O envelhecimento faz parte do curso natural da vida e não tem de ser propriamente uma coisa má. Contudo, em determinado momento, o seu cão poderá não ter tanta energia e poderá precisar que as aventuras que passa com ele sejam menos frenéticas.

A idade a partir da qual um animal é considerado sénior depende da sua raça e significa que o animal já completou 75-80% da sua esperança média de vida. Animais de raça miniatura a pequena (até 10kg) podem ser considerados seniores a partir dos 10 anos; raças médias (10-25kg) a partir dos 8 anos; e raças grandes a gigantes (mais de 25kg) a partir dos 6/7 anos.

Em animais mais velhos é frequente o aparecimento de determinados problemas de saúde com os quais devemos saber lidar.
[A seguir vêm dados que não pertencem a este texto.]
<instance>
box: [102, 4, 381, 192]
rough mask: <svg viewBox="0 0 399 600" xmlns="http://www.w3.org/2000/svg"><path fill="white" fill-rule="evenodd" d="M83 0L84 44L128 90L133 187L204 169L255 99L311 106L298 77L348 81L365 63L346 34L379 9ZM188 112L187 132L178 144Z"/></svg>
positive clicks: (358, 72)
Patologias associadas à idade:

  • Artrites – inflamação das articulações;
  • Problemas cardíacos – o coração deixa de responder tão bem ao bombeamento do sangue para todo o corpo;
  • Perda de visão e audição – os órgãos sensoriais começam a degenerar;
  • Alterações cognitivas – pode haver alteração de comportamentos e perda de comandos anteriormente aprendidos;
  • Problemas hormonais – alterações prostáticas e testiculares (nos machos) e infeções de útero (nas fêmeas);
  • Neoplasias – a probabilidade de aparecerem tumores aumenta com a idade.

 

Dicas para manter a qualidade de vida:

 

  • Ração sénior – é importante adaptar a ração à condição atual do seu animal. Este tipo de rações está formulado para cobrir as necessidades nutricionais de animais idosos e, por outro lado, também possui alguns suplementos, por exemplo para as articulações.

 

  • Cama confortável – o ninho do seu patudo deve agora ser ainda mais fofo. Deve ser suficientemente acolchoado para que as suas articulações possam estar apoiadas numa superfície macia.

 

  • Evite alterar a disposição dos móveis em casa – O seu cão já conhece de olhos fechados a sua casa. Mas, se ele começa a sofrer de alterações cognitivas ou perda de visão e se a disposição da casa de alterar, ele ficará perdido sem se saber localizar.

 

  • Coloque o bebedouro e comedouro num local mais perto do seu ninho e facilmente acessível. Com dificuldades locomotoras ou com alterações cognitivas, o seu patudo pode não se deslocar para beber ou comer.

 

  • Exercício físico controlado – é importante manter a mobilidade das articulações. Mas, atenção, não deve exagerar. Se o seu cão sofre de artrites, certamente que ao fim de muito tempo de exercício ele poderá começar a sentir dores. Por outro lado, se já existir algum problema cardíaco, isto torna-se ainda mais importante. Assim, poderá aumentar a frequência dos passeios, mas diminuir a sua duração.

 

  • Estimulação sensorial e cognitiva – é importante continuar o treino do seu patudo, ensinar-lhe coisas que ele possa ter vindo a esquecer, manter o contacto social com outros animais e fazer jogos com ele.

 

A partir desta idade, todos os patudos devem visitar o Médico Veterinário com mais regularidade, idealmente semestralmente. Deve marcar uma consulta de geriátria, na qual o Médico Veterinário se vai na descoberta e tratamento precocemente das patologias anteriormente referidas (por exemplo, através do exame físico, análises sanguíneas e de urina). Ele pode ainda aprofundar as dicas que lhe referi anteriormente.